An automation framework can’t help users answer one of the most crucial questions when red-teaming—deciding what kinds of flaws or failures they’re testing for. They’re also inherently limited to certain types of input or interaction. Performing red-teaming with a prompt-based automation framework may address a subset of possible failure states, but it is insufficient for other forms of adversarial testing (for instance, if an attacker finds a way to give a language model inputs that bypass its guardrails entirely).

Human judgment and evaluation still matters.

Automation tools are useful in cases where a red-teaming exercise is clearly scoped and bounded. However, in many cases, categorizing what constitutes a “failure” or a “harm” caused by a model is still deeply subjective—and often uncertain. A team of GRT 2 judges worked nonstop throughout the weekend to manually evaluate each submitted report. Organizations looking to automate their prompt-based AI red-teaming will likely still need to draw on human subject-matter experts based on the use cases they’re testing for.

Outstanding questions still remain, including the extent to which this kind of adversarial testing can be effectively automated.

These questions include: 

• Is the objective of red-teaming to identify and mitigate some potentially harmful failure state in an AI system?

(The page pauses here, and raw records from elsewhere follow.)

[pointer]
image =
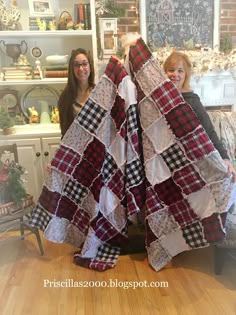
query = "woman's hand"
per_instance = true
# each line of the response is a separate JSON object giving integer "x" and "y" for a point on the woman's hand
{"x": 230, "y": 170}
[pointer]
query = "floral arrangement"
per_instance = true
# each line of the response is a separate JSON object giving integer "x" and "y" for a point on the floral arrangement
{"x": 74, "y": 26}
{"x": 11, "y": 182}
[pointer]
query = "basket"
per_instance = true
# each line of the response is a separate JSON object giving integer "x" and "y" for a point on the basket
{"x": 64, "y": 18}
{"x": 10, "y": 208}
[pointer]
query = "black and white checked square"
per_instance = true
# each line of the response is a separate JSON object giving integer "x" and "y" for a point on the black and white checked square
{"x": 134, "y": 173}
{"x": 109, "y": 168}
{"x": 91, "y": 116}
{"x": 193, "y": 235}
{"x": 132, "y": 120}
{"x": 75, "y": 191}
{"x": 174, "y": 157}
{"x": 108, "y": 253}
{"x": 39, "y": 217}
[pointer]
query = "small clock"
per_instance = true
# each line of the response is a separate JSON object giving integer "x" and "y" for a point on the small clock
{"x": 36, "y": 52}
{"x": 9, "y": 98}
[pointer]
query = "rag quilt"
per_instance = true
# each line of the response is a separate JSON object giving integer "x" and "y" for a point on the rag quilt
{"x": 136, "y": 146}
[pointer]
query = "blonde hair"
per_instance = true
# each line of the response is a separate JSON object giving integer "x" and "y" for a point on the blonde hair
{"x": 173, "y": 59}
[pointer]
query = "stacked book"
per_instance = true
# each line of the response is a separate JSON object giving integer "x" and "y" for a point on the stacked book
{"x": 34, "y": 22}
{"x": 55, "y": 71}
{"x": 82, "y": 15}
{"x": 17, "y": 73}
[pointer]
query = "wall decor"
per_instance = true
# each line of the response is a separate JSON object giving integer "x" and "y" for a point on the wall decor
{"x": 180, "y": 23}
{"x": 41, "y": 8}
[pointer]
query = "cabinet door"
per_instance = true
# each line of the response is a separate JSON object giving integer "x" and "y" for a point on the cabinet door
{"x": 49, "y": 146}
{"x": 30, "y": 157}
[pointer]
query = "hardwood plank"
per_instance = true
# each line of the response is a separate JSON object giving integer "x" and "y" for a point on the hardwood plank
{"x": 29, "y": 284}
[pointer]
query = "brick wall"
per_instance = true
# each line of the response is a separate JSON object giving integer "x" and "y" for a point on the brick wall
{"x": 228, "y": 19}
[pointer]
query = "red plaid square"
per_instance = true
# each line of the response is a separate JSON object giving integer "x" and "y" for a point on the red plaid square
{"x": 96, "y": 187}
{"x": 150, "y": 236}
{"x": 212, "y": 228}
{"x": 123, "y": 131}
{"x": 183, "y": 213}
{"x": 65, "y": 159}
{"x": 153, "y": 203}
{"x": 182, "y": 120}
{"x": 115, "y": 71}
{"x": 188, "y": 179}
{"x": 117, "y": 183}
{"x": 197, "y": 144}
{"x": 167, "y": 97}
{"x": 139, "y": 194}
{"x": 140, "y": 93}
{"x": 81, "y": 220}
{"x": 135, "y": 142}
{"x": 66, "y": 208}
{"x": 131, "y": 205}
{"x": 168, "y": 192}
{"x": 95, "y": 153}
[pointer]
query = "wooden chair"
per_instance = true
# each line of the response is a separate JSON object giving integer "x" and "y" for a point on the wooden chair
{"x": 12, "y": 217}
{"x": 226, "y": 249}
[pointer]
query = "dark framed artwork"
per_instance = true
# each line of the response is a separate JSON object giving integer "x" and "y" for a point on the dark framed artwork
{"x": 182, "y": 24}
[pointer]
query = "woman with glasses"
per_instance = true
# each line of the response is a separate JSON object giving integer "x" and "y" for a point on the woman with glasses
{"x": 78, "y": 88}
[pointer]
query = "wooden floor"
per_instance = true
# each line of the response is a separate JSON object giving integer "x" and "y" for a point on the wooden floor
{"x": 192, "y": 286}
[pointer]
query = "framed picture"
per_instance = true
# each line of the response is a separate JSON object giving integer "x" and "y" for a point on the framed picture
{"x": 41, "y": 8}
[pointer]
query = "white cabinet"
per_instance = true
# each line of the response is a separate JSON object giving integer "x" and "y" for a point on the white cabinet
{"x": 34, "y": 155}
{"x": 59, "y": 42}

If so, how are those failure states defined? 
• What does red-teaming actually measure? What can it measure? 
• Are policymakers’ objectives for red-teaming (e.g., mandating red-teaming of certain models) aligned with those of AI developers? 
• How should red-teaming be incorporated into broader systems of testing, evaluation, validation, and/or verification? 
• To what extent can red-teaming (or a certain subset of red-teaming activities) be automated? What assurances can automated red-teaming provide? 
• To what extent is human expertise necessary for red-teaming, and how many resources are necessary to perform it?